Home Health & Hospice Week

Finance:

HH, Hospice Companies Post Positive Earnings For Year Containing Many Negatives

Virtual visits keep in-person utilization in check at one national chain.

Like for about everyone, 2021 was a hard year for home health and hospice companies. But that doesn’t mean it was an unprofitable one, earnings reports from publicly traded companies show.

Four of five publicly traded companies with major home health and hospice business reported higher income in 2020 than in 2019, say the reports for years ending Dec. 31, 2020. And three out of five had higher revenues.

The two companies that had both higher income and revenues include Amedisys Inc. with a $185.2 million profit on $2.07 billion in revenues for 2020, compared to $127.9 million in net income on revenues of $1.96 billion for 2019; and VITAS Healthcare Corp. with $238.8 million in net profit on revenues of $1.33 billion for 2020, up from a $155.8 million profit on $1.28 billion in revenues for the previous year.
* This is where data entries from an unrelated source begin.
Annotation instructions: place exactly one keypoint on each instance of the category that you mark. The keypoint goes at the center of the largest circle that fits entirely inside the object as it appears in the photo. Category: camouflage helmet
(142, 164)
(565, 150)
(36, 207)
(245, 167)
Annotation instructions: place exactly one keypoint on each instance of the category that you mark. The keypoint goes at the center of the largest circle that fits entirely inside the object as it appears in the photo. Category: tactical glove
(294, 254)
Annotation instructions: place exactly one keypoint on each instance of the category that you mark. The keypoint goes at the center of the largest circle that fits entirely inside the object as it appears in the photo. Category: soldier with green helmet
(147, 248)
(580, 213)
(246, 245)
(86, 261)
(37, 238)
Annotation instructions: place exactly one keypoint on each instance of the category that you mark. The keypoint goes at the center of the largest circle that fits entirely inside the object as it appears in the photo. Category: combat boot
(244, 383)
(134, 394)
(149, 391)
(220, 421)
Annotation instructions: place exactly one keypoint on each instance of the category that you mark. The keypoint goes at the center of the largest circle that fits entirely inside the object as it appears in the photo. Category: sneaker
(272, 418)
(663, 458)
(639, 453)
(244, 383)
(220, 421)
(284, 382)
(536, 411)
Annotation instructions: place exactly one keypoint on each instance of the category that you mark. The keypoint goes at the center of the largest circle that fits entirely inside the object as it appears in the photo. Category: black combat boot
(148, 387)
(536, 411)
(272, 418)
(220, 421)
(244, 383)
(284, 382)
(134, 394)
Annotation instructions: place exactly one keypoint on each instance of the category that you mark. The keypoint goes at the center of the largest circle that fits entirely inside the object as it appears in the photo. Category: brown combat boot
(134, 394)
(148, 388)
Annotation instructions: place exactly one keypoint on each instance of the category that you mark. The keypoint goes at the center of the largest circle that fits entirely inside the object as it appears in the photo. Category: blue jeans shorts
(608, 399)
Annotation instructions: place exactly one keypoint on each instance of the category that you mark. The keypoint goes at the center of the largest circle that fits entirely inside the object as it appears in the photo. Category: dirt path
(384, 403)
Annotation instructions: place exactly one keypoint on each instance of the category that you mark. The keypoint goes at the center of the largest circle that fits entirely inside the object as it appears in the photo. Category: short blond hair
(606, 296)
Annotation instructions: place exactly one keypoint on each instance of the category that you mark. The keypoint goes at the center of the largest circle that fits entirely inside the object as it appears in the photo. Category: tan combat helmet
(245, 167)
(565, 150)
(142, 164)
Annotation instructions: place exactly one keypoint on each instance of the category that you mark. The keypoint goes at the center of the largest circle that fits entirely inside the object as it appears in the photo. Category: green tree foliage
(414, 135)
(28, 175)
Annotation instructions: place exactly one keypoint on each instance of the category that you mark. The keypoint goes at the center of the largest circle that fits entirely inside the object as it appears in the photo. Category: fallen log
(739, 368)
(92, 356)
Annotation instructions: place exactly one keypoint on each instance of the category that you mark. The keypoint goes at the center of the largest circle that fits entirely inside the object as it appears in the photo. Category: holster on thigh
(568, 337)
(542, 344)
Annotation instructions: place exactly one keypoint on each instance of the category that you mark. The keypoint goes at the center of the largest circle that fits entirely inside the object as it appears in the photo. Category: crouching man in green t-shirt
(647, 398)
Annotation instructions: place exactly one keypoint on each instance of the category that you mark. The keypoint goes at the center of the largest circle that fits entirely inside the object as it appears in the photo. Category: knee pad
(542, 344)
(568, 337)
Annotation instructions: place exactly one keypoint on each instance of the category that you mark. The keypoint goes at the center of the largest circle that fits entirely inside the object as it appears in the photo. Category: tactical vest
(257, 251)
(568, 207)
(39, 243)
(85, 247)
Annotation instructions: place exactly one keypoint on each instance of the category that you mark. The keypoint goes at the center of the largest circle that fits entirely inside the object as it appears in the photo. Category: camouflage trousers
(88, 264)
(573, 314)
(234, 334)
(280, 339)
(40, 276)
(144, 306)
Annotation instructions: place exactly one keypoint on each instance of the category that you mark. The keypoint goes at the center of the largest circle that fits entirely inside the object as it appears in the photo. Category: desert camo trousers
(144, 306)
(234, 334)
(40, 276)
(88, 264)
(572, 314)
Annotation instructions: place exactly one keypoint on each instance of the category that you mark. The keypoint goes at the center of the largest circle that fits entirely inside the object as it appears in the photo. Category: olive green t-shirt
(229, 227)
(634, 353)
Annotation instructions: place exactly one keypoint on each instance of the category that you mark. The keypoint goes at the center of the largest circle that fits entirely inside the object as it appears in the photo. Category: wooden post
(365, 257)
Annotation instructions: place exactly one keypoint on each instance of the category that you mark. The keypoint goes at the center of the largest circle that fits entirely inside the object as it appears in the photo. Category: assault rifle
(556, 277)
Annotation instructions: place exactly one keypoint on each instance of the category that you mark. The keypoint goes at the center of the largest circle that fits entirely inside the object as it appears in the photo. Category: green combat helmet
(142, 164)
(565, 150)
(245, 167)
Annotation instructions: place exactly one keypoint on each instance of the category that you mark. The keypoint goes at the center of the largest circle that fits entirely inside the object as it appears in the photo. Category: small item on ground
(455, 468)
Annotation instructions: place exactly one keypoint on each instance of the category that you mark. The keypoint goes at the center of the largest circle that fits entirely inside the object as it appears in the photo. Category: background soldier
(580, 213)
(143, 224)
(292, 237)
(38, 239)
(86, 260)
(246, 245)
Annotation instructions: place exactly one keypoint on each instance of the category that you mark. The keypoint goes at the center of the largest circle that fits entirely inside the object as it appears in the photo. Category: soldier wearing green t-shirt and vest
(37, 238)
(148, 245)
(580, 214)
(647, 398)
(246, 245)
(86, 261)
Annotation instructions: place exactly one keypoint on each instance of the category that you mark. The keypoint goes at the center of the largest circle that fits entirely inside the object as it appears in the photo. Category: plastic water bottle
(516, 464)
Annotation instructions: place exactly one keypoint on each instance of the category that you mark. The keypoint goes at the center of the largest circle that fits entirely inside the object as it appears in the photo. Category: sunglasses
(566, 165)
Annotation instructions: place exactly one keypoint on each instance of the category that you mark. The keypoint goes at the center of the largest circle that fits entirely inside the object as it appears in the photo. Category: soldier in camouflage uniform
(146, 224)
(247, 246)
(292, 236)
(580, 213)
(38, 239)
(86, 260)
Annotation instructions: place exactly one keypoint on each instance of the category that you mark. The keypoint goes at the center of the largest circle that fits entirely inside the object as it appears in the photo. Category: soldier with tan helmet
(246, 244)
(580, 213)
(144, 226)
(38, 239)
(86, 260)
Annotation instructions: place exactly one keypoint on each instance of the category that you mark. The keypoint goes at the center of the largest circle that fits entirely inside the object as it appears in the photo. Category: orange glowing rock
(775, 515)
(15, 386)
“Considering all of the challenges 2020 threw our way, our performance has been nothing short of spectacular,” enthused Amedisys CEO Paul Kusserow in the company’s Feb. 25 earnings call. “I could not be prouder of our over 21,000 employees that have worked tirelessly to overcome the obstacles presented by a historic pandemic and a first in 20 years regulatory payment reform, providing the highest quality care to our over 418,000 patients,” he said. Kusserow also called the company’s performance “superlative” and “tremendous” in the call.

Kevin McNamara, the CEO of VITAS parent Chemed Corp. praised the company for its “incredible speed, flexibility, and focus to remain completely open and operate safely for the benefit of our patients, customers and employees” in its Feb. 24 earnings call. McNamara also cited “the federal government, specifically HHS and CMS” as being “very supportive in terms of relaxing regulations, allowing the use of telehealth where appropriate and providing pragmatic flexibility in caring for our entire patient census.”
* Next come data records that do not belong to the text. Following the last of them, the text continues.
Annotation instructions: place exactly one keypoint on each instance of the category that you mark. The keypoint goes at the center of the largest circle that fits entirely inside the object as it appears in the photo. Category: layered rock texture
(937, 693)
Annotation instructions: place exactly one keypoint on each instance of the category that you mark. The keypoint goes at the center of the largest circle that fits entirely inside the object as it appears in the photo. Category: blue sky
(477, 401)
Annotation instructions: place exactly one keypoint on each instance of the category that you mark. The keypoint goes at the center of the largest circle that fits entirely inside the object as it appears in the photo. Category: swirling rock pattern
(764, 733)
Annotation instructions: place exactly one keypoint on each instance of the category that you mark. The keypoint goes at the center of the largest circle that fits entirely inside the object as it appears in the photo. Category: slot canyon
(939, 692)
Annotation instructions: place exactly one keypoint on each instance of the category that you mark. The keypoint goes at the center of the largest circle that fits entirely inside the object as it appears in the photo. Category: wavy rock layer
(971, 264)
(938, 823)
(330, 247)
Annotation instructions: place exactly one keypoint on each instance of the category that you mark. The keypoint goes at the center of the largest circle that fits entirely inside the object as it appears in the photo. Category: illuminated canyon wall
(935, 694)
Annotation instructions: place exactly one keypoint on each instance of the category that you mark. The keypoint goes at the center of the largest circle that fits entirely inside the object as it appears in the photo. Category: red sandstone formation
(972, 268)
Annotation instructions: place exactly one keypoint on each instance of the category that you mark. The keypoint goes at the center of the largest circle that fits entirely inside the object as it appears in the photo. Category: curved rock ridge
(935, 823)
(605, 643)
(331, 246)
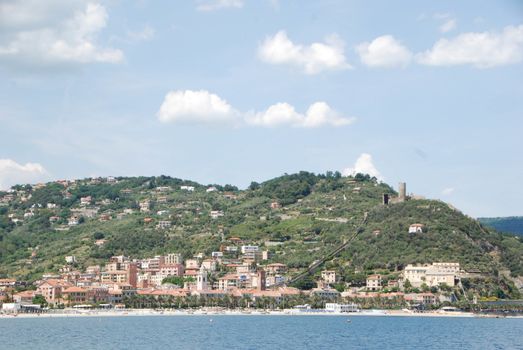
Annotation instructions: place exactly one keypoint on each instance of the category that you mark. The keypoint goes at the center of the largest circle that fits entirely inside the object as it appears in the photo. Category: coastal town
(242, 273)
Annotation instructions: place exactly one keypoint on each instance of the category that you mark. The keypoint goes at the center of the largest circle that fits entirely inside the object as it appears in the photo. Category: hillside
(512, 224)
(298, 217)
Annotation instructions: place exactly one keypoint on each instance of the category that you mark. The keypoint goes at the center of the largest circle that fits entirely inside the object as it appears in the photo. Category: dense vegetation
(317, 213)
(512, 224)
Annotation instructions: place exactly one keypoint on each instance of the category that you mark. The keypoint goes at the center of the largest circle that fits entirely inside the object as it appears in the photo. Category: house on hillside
(374, 282)
(416, 228)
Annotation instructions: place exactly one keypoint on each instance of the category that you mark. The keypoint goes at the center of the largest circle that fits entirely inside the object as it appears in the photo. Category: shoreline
(212, 313)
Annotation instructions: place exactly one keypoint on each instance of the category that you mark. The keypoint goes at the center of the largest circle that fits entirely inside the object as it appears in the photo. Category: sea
(260, 332)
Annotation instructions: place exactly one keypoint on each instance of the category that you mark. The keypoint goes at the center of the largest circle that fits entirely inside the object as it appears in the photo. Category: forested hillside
(298, 217)
(512, 224)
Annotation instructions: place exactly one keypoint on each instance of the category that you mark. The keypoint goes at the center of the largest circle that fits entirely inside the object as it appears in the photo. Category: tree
(254, 186)
(98, 235)
(39, 300)
(306, 283)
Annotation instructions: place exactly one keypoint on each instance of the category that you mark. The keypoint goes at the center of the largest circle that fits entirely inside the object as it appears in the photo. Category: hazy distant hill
(298, 217)
(512, 224)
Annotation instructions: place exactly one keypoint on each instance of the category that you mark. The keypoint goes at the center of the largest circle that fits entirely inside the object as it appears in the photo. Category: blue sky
(231, 91)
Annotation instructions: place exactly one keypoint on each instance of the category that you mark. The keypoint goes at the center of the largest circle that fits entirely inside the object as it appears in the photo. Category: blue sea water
(260, 332)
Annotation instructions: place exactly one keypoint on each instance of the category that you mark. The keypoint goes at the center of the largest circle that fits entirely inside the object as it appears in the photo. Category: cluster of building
(216, 277)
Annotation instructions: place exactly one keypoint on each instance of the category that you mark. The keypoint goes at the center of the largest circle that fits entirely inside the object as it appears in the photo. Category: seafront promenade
(215, 312)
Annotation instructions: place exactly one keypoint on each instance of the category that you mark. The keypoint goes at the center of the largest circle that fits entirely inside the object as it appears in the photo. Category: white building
(201, 279)
(163, 224)
(173, 258)
(339, 308)
(374, 282)
(329, 276)
(215, 214)
(249, 249)
(432, 275)
(85, 200)
(416, 228)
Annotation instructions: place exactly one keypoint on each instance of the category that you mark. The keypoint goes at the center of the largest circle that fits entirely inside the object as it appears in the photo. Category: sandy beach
(211, 313)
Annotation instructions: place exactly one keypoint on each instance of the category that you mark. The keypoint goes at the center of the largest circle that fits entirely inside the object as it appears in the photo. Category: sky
(234, 91)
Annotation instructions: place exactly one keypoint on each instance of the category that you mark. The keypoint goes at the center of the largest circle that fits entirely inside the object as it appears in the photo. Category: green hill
(512, 224)
(310, 215)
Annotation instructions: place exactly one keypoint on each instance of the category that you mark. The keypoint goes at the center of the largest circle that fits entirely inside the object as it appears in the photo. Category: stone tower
(201, 279)
(402, 192)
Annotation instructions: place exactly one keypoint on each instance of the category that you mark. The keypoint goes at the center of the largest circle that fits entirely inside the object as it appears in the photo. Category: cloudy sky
(230, 91)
Executives at the five companies cited a number of favorable factors for 2020 earnings in their calls, including:

  • Suspended sequestration. Congress has voted to put a moratorium on the 2 percent sequestration reduction to Medicare payment rates, with the latest suspension set to expire March 31. “The suspension of sequestration added $23 million to our revenue and gross margin for the year,” noted Amedisys CFO Scott Ginn in the Baton Rouge, Louisiana-based chain’s call.
  • Federal financial relief. From deferred payroll taxes to CARES Act funding to accelerated payments from Medicare, the feds were quick to lend a helping monetary hand. For example, LHC Group Inc. has had $318 million in accelerated payments and $93.3 million in Provider Relief Fund assistance, the company says in its earnings release. But LHC plans to return the PRF funds to the government, it adds. Amedisys has “utilized $33 million of the CARES Act funds received,” although it has “chosen to apply our CARES Act funds only to direct cost associated with COVID-19,” Ginn pointed out in the company’s call.
  • Regulatory flexibility. Amedisys CEO Keith Myers praised “innovative waivers from CMS regarding the homebound requirement [and] flexibilities for remote certification of home care” in its earnings call.
  • Legislative changes. Myers also lauded enactment of legislation “allowing nurse practitioners to certify home care for the first time” as one of 2020’s “significant policy improvements.”
  • Virtual visits. While Congress did not grant home health agencies’ wish to receive direct payment for telehealth visits, proposed changes to the Home Health Conditions of Participation make clear that HHAs can provide patient monitoring and other services via telecommunications as long as it’s on the plan of care. Virtual visits have helped LHC Group keep its utilization in check. The company has “added approximately three virtual visits per episode,” putting LHC’s in-person visits as “just under 13” per episode, said LHC Group President Joshua Proffitt in the company’s Feb. 27 earnings call.
  • Site preference. Increased risk of acquiring COVID-19 plus restricted access for visitors has led many patients and their caregivers to choose home and hospice care. The pandemic has highlighted “the advantages of home care over more costly and potentially higher-risk settings,” Myers said.
  • Compensation changes. Encompass Health implemented therapist compensation changes, said CEO Mark Tarr in its call. Those changes helped the company counterbalance the COVID impact.